Le symbole du sel :

C’était encore dans la fameuse région de Nam Dinh. J’étais en visite chez mon ami, le fameux commandant Mattei, un vrai chef de bande qui rappelait un temps dépassé. Mais il aimait passionnément ses hommes qu’il menait rudement, mais avec justice.

 

Ce jour-là, avec deux compagnies « jaunies » (mi-légionnaires européens et mi-légionnaires vietnamiens), nous crapahutions dans la rizière. C’était le temps de la période humide. Les rizières étaient fortement inondées, le soleil tapait dur sur nos chapeaux de brousse et nous transpirions comme il n’est pas possible. Il était midi ; le soleil était au zénith. Je me souviens qu’à ce moment-là nous avions de l’eau jusqu’aux épaules et que les hommes devaient tenir leurs armes au dessus de la tête. La file avançait lentement derrière ceux qui cherchaient le meilleur passage.
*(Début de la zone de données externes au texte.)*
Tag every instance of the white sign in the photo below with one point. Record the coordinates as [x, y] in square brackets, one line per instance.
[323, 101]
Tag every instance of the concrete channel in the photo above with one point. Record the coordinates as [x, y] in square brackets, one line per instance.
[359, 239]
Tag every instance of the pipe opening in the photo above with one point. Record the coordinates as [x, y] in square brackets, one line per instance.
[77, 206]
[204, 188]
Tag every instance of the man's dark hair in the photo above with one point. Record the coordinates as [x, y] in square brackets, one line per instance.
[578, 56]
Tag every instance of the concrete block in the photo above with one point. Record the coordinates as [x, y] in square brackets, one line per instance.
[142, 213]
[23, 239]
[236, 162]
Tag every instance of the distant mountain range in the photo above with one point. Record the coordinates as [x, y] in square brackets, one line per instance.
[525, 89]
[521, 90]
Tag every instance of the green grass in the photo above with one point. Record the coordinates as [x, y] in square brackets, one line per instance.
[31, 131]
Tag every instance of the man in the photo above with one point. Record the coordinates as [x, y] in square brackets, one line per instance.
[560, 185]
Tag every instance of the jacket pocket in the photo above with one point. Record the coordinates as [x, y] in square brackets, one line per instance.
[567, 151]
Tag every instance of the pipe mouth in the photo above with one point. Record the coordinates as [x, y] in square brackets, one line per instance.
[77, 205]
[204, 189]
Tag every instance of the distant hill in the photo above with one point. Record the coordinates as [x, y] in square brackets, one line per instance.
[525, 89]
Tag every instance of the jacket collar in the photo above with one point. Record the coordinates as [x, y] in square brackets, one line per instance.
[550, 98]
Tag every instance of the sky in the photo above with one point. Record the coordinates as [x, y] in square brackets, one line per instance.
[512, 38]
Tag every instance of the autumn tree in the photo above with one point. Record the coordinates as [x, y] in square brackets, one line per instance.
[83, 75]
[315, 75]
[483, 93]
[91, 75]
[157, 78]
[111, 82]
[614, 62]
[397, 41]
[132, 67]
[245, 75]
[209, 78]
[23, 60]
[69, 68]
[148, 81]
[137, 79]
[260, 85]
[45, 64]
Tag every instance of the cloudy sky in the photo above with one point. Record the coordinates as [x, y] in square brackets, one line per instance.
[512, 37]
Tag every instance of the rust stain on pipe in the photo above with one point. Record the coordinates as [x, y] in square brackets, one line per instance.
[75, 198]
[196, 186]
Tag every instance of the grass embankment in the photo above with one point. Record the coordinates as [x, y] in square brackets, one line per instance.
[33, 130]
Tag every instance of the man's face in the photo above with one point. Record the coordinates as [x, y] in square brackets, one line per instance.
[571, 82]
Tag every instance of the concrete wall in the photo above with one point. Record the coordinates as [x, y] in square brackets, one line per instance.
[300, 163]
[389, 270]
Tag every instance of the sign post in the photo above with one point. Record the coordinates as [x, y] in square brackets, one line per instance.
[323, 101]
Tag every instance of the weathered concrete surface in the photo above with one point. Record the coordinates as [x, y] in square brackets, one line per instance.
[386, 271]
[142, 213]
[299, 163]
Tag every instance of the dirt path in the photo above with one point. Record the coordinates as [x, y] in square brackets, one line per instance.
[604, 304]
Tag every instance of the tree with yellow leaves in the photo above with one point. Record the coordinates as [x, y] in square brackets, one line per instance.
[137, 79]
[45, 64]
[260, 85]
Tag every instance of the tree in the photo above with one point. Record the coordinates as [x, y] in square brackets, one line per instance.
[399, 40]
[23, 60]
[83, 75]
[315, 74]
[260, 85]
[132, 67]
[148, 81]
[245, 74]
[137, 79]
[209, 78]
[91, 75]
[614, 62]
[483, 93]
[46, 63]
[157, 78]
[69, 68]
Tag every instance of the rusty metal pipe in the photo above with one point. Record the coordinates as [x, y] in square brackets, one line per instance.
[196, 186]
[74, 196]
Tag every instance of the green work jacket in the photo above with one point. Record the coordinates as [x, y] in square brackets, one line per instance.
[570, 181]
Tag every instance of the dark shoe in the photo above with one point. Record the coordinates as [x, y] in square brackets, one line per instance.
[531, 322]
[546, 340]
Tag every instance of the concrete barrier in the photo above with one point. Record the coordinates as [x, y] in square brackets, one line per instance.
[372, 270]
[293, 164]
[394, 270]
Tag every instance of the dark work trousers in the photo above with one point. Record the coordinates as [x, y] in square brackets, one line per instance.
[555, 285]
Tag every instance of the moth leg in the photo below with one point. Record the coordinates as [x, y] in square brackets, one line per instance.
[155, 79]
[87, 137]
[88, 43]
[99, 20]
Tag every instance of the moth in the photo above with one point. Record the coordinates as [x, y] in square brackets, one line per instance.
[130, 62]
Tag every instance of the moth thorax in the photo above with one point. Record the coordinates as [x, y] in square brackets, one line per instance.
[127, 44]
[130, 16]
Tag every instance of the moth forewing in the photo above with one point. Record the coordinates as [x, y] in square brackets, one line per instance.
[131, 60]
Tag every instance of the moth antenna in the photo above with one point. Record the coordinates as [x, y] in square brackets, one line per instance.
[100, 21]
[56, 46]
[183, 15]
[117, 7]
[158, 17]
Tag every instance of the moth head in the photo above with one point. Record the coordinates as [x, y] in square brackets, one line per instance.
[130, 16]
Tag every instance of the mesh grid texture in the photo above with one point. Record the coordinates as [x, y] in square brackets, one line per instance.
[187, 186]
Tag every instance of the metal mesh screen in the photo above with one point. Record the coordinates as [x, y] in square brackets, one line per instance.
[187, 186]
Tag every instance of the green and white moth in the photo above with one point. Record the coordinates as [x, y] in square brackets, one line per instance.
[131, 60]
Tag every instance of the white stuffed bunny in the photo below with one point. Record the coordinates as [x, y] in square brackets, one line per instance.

Tout d’un coup, trois soldats vietnamiens disparurent dans l’eau, comme foudroyés. Tout le monde se précipita pour les retrouver. Mais ils étaient morts. Nous eûmes l’explication quelques temps plus tard par leurs compagnons. Simplement, le matin ils avaient négligé d’absorber leur dragée de sel qui devait maintenir l’équilibre sanguin devant le danger de la transpiration.
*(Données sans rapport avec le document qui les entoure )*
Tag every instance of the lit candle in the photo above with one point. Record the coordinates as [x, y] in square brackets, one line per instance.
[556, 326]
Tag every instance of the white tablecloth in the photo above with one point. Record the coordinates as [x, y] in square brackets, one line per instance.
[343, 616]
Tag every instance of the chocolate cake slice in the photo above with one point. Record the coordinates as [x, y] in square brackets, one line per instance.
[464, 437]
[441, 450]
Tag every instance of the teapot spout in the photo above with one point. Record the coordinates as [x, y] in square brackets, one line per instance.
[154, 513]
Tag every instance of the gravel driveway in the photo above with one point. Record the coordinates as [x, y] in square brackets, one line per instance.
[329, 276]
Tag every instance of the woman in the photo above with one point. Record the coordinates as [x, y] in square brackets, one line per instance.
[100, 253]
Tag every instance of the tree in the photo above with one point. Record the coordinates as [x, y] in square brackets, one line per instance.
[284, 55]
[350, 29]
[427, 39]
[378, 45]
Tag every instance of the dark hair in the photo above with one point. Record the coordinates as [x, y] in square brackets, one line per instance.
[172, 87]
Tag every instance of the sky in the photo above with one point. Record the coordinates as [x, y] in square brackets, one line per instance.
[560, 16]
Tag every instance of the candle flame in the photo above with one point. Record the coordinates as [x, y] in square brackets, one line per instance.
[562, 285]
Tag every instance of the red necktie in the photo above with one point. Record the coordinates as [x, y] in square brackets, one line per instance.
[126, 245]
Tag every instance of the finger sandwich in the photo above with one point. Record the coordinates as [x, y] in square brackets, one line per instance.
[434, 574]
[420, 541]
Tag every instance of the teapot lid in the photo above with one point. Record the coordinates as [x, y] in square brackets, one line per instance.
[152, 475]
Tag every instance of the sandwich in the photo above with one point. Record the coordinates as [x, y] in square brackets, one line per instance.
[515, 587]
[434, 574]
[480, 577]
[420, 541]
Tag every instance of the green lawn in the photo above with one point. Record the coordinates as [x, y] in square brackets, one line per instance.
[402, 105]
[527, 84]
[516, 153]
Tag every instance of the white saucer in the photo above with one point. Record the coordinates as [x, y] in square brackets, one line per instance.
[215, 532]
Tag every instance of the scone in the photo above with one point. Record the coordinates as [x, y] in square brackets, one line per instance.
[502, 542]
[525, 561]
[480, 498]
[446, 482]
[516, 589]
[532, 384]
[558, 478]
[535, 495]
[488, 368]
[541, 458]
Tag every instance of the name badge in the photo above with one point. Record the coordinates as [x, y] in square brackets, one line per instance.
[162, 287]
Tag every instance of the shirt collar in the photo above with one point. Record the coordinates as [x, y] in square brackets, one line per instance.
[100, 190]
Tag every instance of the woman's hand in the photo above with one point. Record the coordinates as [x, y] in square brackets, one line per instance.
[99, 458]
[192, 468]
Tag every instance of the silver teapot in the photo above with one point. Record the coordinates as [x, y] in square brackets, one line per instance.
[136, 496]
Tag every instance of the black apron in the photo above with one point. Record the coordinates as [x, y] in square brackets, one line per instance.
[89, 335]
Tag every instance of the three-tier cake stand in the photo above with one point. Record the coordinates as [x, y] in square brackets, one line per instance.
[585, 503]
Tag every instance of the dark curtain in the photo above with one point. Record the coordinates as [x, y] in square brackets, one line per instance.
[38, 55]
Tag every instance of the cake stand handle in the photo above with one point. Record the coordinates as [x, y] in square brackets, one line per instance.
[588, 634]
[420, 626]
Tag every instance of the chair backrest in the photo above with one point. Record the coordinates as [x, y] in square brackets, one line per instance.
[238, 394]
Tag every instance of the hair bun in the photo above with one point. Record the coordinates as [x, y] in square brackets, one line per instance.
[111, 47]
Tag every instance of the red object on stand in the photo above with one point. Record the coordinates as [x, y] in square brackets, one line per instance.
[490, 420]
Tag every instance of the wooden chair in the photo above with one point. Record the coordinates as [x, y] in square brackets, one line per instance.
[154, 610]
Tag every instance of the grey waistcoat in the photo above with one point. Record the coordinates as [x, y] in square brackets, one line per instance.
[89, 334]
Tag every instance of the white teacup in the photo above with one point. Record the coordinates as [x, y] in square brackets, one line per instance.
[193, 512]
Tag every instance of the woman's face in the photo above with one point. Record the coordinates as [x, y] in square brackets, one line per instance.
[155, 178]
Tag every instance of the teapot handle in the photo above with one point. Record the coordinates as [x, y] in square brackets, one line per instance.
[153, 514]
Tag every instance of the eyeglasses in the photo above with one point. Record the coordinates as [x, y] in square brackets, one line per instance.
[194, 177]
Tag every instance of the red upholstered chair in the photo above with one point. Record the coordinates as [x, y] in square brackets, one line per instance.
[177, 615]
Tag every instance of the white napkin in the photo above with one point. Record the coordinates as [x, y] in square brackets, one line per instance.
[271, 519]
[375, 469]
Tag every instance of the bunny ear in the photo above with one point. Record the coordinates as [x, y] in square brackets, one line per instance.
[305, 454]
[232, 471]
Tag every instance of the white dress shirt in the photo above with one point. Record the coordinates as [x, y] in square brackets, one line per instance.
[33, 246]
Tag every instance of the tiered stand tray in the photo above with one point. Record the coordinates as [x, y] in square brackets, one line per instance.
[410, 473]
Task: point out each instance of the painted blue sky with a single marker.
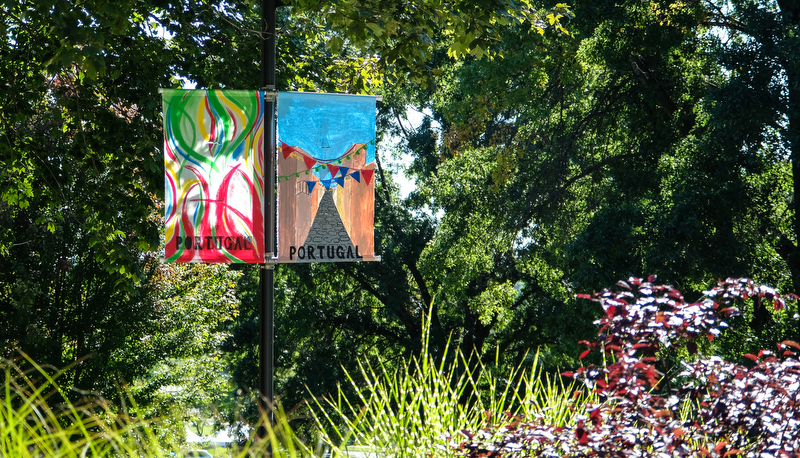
(326, 125)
Une fois encore, j’ai vu un officier pleurer. Mattei était trop attaché à ses hommes pour ne pas être bouleversé par une mort aussi absurde.

Au cours de l’administration du sacrement du baptême, j’ai toujours pensé à cette importance du sel. Ce n’était pas pour rien si le Viêt-minh attachait autant d’importance à des convois de sel qu’à des convois de munitions.

J’évoquais les longues caravanes chargeant en plein Sahara les balles de sel pour les transporter à dos de chameaux jusqu’aux marchés de Tombouctou afin de les échanger contre les cotonnades ou les sacs de mil.

Aujourd’hui, le sel se dresse dans les supermarchés en bataillons de petites boites banalisées qui n’évoquent plus qu’un quelconque produit de consommation et non plus le lien sacré avec le sang de l’homme.

Est-ce pour cela qu’on a supprimé le rite du sel lors du sacrement de baptême ?

Un Colonel philosophe :

Nous étions tous les deux au sommet d’une tour de petit poste, modeste édifice en briques, qui dominait la rizière de quelque 7 ou 8 m. Tout au loin, sous le soleil, brillait l’eau dans laquelle pataugeaient 3 ou 4 compagnies chargées de prendre en tenaille des Viêts qui étaient censés occuper un village derrière les haies de bambou. Dans la cour, une antenne sanitaire attendait les blessés possibles.

Alors que le temps s’écoulait lentement, le colonel Moneglia, ancien de l’armée d’Italie, blessé lui-même au bras, me tint les propos suivants : « Voyez-vous, mon Père, le processus d’indépendance des peuples de couleur devait arriver un jour ou l’autre. Mais plusieurs événements en ont accéléré la rapidité. Il y a eu d’abord la défaite de la France en 1940 qui lui a fait perdre son prestige dans les colonies. Puis est venu le désastre de Pearl Harbor. Pour la première fois dans l’histoire, des hommes de couleur remportaient une victoire sur des blancs. Puis ce fut la campagne d’Italie, de France et d’Allemagne. Parmi nos troupes, des Tunisiens, des Algériens, des Marocains s’étaient battus comme des lions. Victorieux en occupation, ils ont mis dans leur lit des filles blanches, allemandes peut-être, mais européennes, leur ont fait laver leurs sous-vêtements – suprême humiliation. Ils sont revenus chez eux, pour une part, mais ils n’oublieront pas. Nous voici en Indochine. Je ne serais pas étonné que, dans quelques temps, ce soit l’Algérie qui bouge. Il y a eu déjà les révoltes de Sétif, celles de Madagascar. »

Deux ans plus tard, en Algérie, c’était la Toussaint rouge.